Kutsal emanetin muhatabı insan
İnsanın sorumluluğunu ifade eden diğer bir kavram ise emanettir. Ruhlar âleminde Rabbine söz veren insan, O’nun emanetini yüklenmeyi kabul etmiştir. Bu olay Kur’an-ı Kerim’de temsili bir anlatımla şöyle resmedilir: “Biz emaneti göklere, yerküreye ve dağlara teklif ettik, ama onlar bunu yüklenmek istemediler, ondan korktular ve onu insan yüklendi. Kuşkusuz insan çok zalim, çok bilgisizdir.” (Ahzâb, 33/72)

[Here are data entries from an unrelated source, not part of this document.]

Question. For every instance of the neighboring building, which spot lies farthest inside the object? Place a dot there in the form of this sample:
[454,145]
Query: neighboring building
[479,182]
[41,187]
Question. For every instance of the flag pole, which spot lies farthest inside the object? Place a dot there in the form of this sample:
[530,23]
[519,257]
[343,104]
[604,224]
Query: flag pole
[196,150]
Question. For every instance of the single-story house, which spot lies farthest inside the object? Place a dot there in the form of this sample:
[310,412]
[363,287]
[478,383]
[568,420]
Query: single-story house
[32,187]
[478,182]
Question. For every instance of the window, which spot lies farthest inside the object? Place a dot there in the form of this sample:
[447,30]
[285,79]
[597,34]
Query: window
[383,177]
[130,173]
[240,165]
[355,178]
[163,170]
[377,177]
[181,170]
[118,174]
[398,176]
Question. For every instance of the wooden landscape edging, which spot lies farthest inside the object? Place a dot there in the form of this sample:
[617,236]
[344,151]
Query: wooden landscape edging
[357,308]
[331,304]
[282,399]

Peki, bu kadar önemli ve ağır bir sorumluluk olan emanet kelimesiyle Rabbimiz neyi kast etmektedir? Emanet kelimesinin anlamı üzerinden düşünecek olursak, emanet, korkunun gitmesi ve insanın korunma konusunda güven ve gönül rahatlığı içinde olması anlamına gelir. Yani korunması, güven ve emniyet içinde olması gereken şeydir emanet. Rabbimizin bizden korunmasını istediği emanet ise, insanın bedenî, ruhi, dinî, ahlaki bütün yükümlülükleridir. İnsan bu emaneti yüklenmekle kendine, Rabbine, insanlara ve çevresinde bulunan varlıklara karşı birtakım sorumlulukları olduğunu kabul etmiş olmaktadır.
Yüce Allah, bu ayet-i kerime ile emanetin büyüklüğüne ve insanın onu neden yüklendiğine dikkat çekmektedir. Temsili bir şekilde anlatılan bu olayda yerler, gökler ve dağların emanet sorumluluğunu yüklenecek kabiliyette olmadığı vurgulanmıştır. Her ne kadar bunlar insandan daha güçlü ve dayanıklı görünseler de emanet onların taşıyamayacağı kadar ağır ve önemlidir. Bu büyük ve önemli emaneti taşımayı insan kabul etmiştir. Çünkü insan bir taraftan bunu yüklenecek kabiliyet ve yetenektedir, diğer taraftan ise neyi yüklendiğinin farkında değildir. Bu yüzden emaneti hakkıyla taşımada başarılı olamamaktadır. Ancak sahip olduğu kabiliyetlerle gayret etmesi hâlinde emanetin hakkını verebilir. Onun hakkını yerine getirmemek ise büyük bir zulümdür.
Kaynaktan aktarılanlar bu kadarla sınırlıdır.